An overdue burst of air left my lungs like a tractor-trailer releasing its brakes before I rasped, “Right back at you, Ace.”
He disappeared from view, and I closed my eyes as I tried to find the energy to get up, my body throbbing. Eventually, AJ plopped down beside me, and as one does after a perceivednear-death experience, I said things I normally wouldn’t have dreamed of saying.
“I don’t know why you did what you did. I’m not even sure I want to know.” I cracked my eyes open at him. “And honestly, I have a feeling you don’t know either. But it’s not up to me, or to her, to fix it. Or to even want to at this point.”
There. I could be mature.
A few long seconds of silence followed until, without a word, AJ got up and walked away, one hand in his pocket and the other clutching his soiled suit jacket.
I let him get a long head start before I ambled to my feet with a groan, taking it slowly as I reoriented myself to Earth. Then I scooped up the frame I’d thrown and headed back through the woods to my truck, where I found all the frames stacked neatly in my truck bed.
AJ was gone.
18
Liem
“We’re making photo frames today,”Uncle Gil announced with no pomp or preamble whatsoever.
Our lack of blood relation had never been so apparent.

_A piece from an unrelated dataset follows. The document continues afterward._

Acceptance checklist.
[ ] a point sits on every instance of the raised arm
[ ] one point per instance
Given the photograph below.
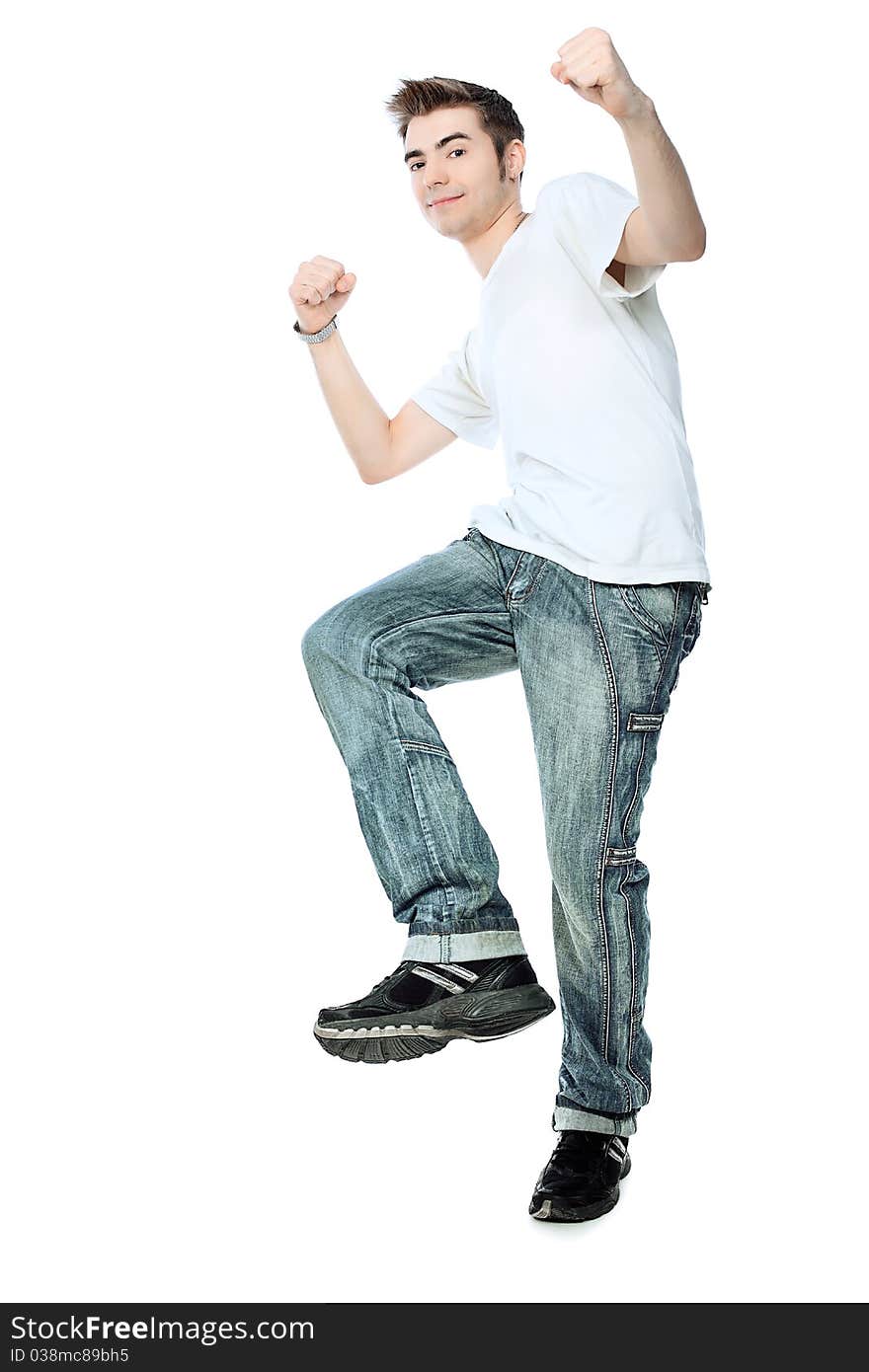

“Stations have been set up at each table. For those of you who prefer to remain in your wheelchair or use your mobility aids, I’ve removed the chairs from a few stations, so just take one of those.”

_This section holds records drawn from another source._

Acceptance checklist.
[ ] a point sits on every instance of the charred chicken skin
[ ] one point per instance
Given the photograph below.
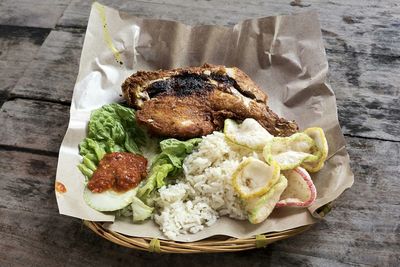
(192, 102)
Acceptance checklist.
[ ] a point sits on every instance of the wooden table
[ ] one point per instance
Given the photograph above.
(40, 46)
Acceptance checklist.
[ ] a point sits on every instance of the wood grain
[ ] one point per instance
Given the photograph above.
(53, 73)
(368, 26)
(38, 13)
(366, 86)
(363, 51)
(367, 92)
(353, 233)
(33, 124)
(18, 46)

Uncle Gil turned back to his sketch pad, on which he’d drafted a lesson plan on the way over here, and I beamed at him, approving of his thoughtful language, but he ignored me and stayed on task.
No, not a single shared gene.
Taking the hint, I left him to it and breezed around the room, chatting with the class participants and helping them get set up.
I thought back to the call Ari had received this morning that had led us to this moment. We’d almost finished eating breakfast together at the condo’s small dining table when Ari answered her phone and listened intently to the person on the other end,turned her wide eyes to me and Uncle Gil before she gasped, and declared that she knew just the two young men who could teach a class today.
Uncle Gil had begrudgingly agreed and mused out loud about the materials we’d need to grab from the hardware store, and within the hour, we were on our way to the Live Oak Community Center in Uncle Gil’s beautiful, older-model jeep. Jillie—the woman who had called Ari—was to the point and helpful as she let us in the front doors when we arrived. With its spacious rooms and hallways and meticulous cleaning protocols, the Locc was quite welcoming, but with its outdated wallpaper, stock depictions of the Gulf Coast and lighthouses mounted on just about every wall, and an unfortunate commitment to fluorescent lighting, it also was kind of drab.
I knew more than I should about the layout and décor of the place because of my minor B&E to get inside it when I’d been in Gulf Shores at New Year’s.
“Psssssst,” a voice beckoned from behind me. “Young man with the gorgeous tattoos.”
I pivoted on the spot, my new boots squeaking against the tile. Uncle Gil had pulled over at a store on the way to the Locc, insisting I pick up some boots after eyeballing the hole in my who-knows-how-many-years-old sneakers. He’d held back on his short but sweet spiel about safety when working with tools—the same one he’d given to me and Vinh a hundred times before—but I wouldn’t have minded if he had given the lecture. There were few things better than the experience of listening to someone speak on things from the rare platform of both passion and expertise.